If the planners back at headquarters in Dhahran get their way, Shaybah will eventually be producing 1m barrels a day of this top quality Arab crude.

The soaring oil price has meant Saudi export revenues have more than tripled over the past six years. They are expected to reach $165bn this year.

Upgrading this Empty Quarter facility is one of a number of schemes to raise Saudi output from 11m barrels a day, already 13% of the world’s total and 30% of Opec’s, to 12.5m by the end of 2009. The eventual target is 15m barrels a day. Foreign firms, including Shell, France’s Total and China’s Sinopec, have been given unprecedented access to explore for gas in the hope that new supplies will feed industrial production and help conserve the oil. Saudi Aramco has also signed joint ventures with Total and America’s ConocoPhilips to establish refineries on the east and west coasts to boost exports of oil products.

The exact volume of crude that could be tapped in future is a matter of conjecture. Although the country claims to have 260bn barrels of reserves, many western sceptics feel these numbers are unreliable. They are often the same people who fear the world is past “peak production” and on its way to running out.

Whether it is because the oil is going to run out soon or because it makes sense to diversify an economy that is based almost entirely on one commodity, the Saudi ruling family is spreading its spending around.

Much of the country’s oil windfall is going abroad, with the Saudi Arabian Monetary Agency investing more than $4bn a month mainly in government bonds issued by the G7 western nations. It owns $265bn of foreign debt.

State-owned Saudi companies have also been flexing their muscles abroad this year. Saudi Basic Industries bought General Electric’s plastics business for $11.6bn, Saad Investment Company took a 3% stake in HSBC bank for $6.6bn and Saudi Telecom bought a 25% stake in Malaysia’s mobile phone group Maxis for $3bn.

Enormous amounts of Saudi money are to be poured into six new “economic cities” dotted around the country, which will, crucially, create jobs.

Reliable statistics are hard to come by but external political commentators believe the jobless figure could be as high as 20%, potentially leaving the young Saudi jobless susceptible to extremist Islamist agitators.

The largest construction project is King Abdullah Economic City, or KAEC, on the coast between the cities of Mecca and Jeddah, which is designed to cover 168 sq km, create 1m new jobs and become home to 2 million residents.

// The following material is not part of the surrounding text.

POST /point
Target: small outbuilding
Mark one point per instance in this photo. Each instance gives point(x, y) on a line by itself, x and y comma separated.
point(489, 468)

The scheme was envisaged to cost $26bn and take two decades to build. The government has decided to fast-track the project for 2016 and the latest projections for all six city schemes suggest the cost could reach $111bn, driven up by competition for raw materials from construction hotspots such as Dubai and China.

The port alone at KAEC will cover 14 sq km and will be the fifth biggest container port in the world.

The second of the six schemes is to be Knowledge Economic City in the Madinah area at a cost of $6.7bn and with a target to create 20,000 jobs. There will be an IT institute and a centre for Islamic studies, this being the birthplace of the prophet Muhammad.

A third development, the Prince Abdulaziz Mousaed Economic City in Hail, is to be the Gulf’s biggest agricultural hub.

These huge projects seem to echo the 1970s oil price boom, when the industrial cities of Jubail and Yanbu were created out of the desert and rich Arabs bought up swaths of Mayfair.

Allegations in London court documents that the Saudi ambassador to Britain spent £3m on an array of luxuries including two top-of-the-range Chevrolet 4x4s, a thermal night vision kit for his Hummer H2, dozens of designer watches and one takeaway meal costing almost £400 have also brought back memories of excess.

The future of such spending depends on whether $100 oil is here to stay and whether Saudi Arabia really has those 260bn barrels of reserves.

Back in the shadows of the Shaybah evening, Al-Obaid is in no doubt there is oil and gas to be found: “We have huge areas that have not been looked at.”